The list includes Kentucky, a state with no charter law and New York, which brashly rejected reform legislation–including a critical cap lift provision–in advance of the deadline. It includes Colorado, which backed off of important reforms related to teachers, and Ohio, whose proposal was weak in a number of areas… I was preparing to heap praise on the administration for doing as they had suggested–only shining a spotlight on the very best of the best. I expected a finalist list of 5 and was quietly hoping for 3. My worst-case scenario was 12. I never would have imagined 16.
Amanda Farris over at the Republican Policy Committee echoes that sentiment, writing:
Secretary Duncan has repeatedly said that in order to qualify for Race to the Top funding states will need to meet “a very, very high bar.” It is therefore surprising that despite the fact that “ensuring successful conditions for high-performing charters and other innovative schools” was a selection criteria, New York and Kentucky were chosen as finalists. As you may recall, earlier this year New York refused to pass an education reform bill that would have expanded their charter school caps, and Kentucky does not even have a charter school law.

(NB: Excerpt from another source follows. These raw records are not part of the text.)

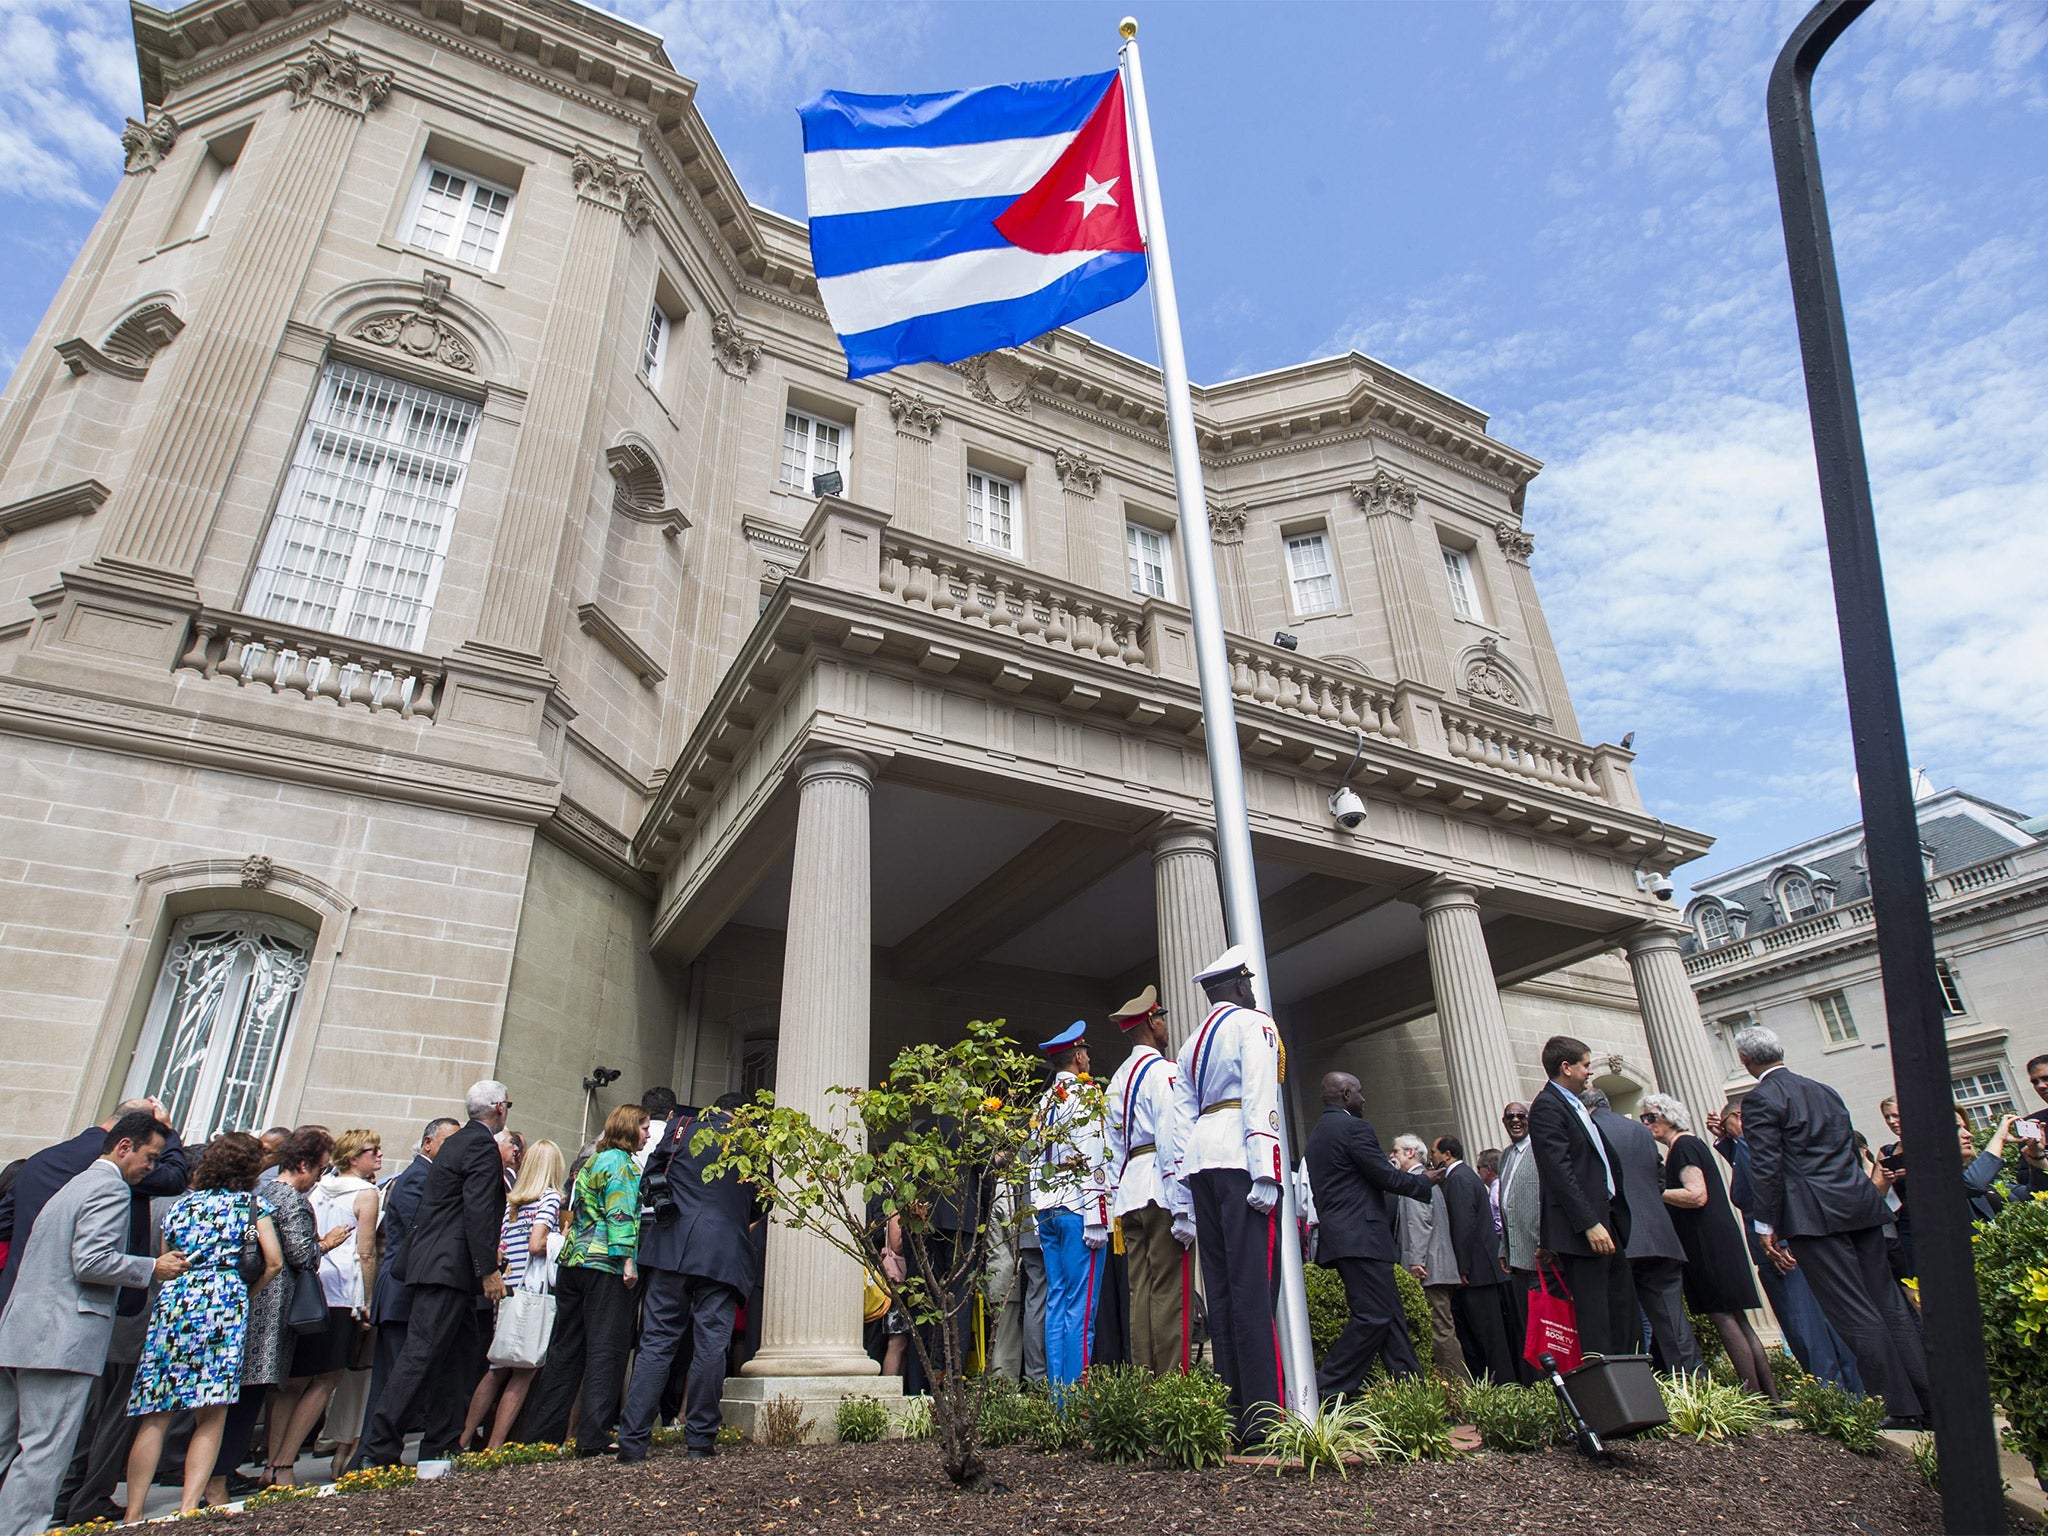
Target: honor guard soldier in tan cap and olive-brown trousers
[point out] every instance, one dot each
(1150, 1197)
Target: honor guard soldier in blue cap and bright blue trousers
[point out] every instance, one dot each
(1074, 1207)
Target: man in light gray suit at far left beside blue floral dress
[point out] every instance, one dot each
(62, 1314)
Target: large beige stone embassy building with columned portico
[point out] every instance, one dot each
(423, 654)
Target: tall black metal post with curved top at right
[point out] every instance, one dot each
(1961, 1408)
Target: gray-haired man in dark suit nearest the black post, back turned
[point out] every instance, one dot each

“Is this an indication that Secretary Duncan is not really all that serious about expanding quality charter schools and rewarding only the most reform-minded states? This lengthy list of finalists does not inspire much confidence.”
And, over at Edspresso, the feeling is mutual:
“Arne Duncan got an earful from reporters today. They asked about scoring and why some states emerged as finalists when they did little to improve various parts of their reform portfolio…
‘We said from day one,’ said Duncan, ‘that there were many, many factors’ that would go into the scoring. Many different things would be considered, he said. ‘Charters were never going to be the determining factor from the very beginning.’
Why else would only three of the sixteen have charter laws among the top ten in the country? Indeed, Kentucky has none and seven others have laws that are barely passing…And now that it’s clear that a strong charter law or performance pay system doesn’t seem to matter for the competition, state policymakers can breath a sigh of relief that they don’t have to do any heavy lifting to get or stay in the game, just hire a smart team of consultants to create convincing charts and use flowery language…
So, do you fans of increased federal involvement in education still think it can make a difference to improving education for our children?
Which hits at the central question. Fifty years of ever-expanding federal involvement in education without a commensurate increase in academic achievement should have given people pause enough to think that Washington – this time – will be a successful arbiter of innovation. The qualifying states lead one to believe that RttT is full of more rhetoric than reform, despite what the administration would have us believe.
This brings to mind what have been continuously referred to as “voluntary” common stardards. The recent revelation that the administration is considering tying the eligibility for Title I funds to their adoption would make them anything but voluntary.
This is all a good lesson in why those states still willing to feed at the federal trough should at least curb their expectations for results. Even when Washington promises.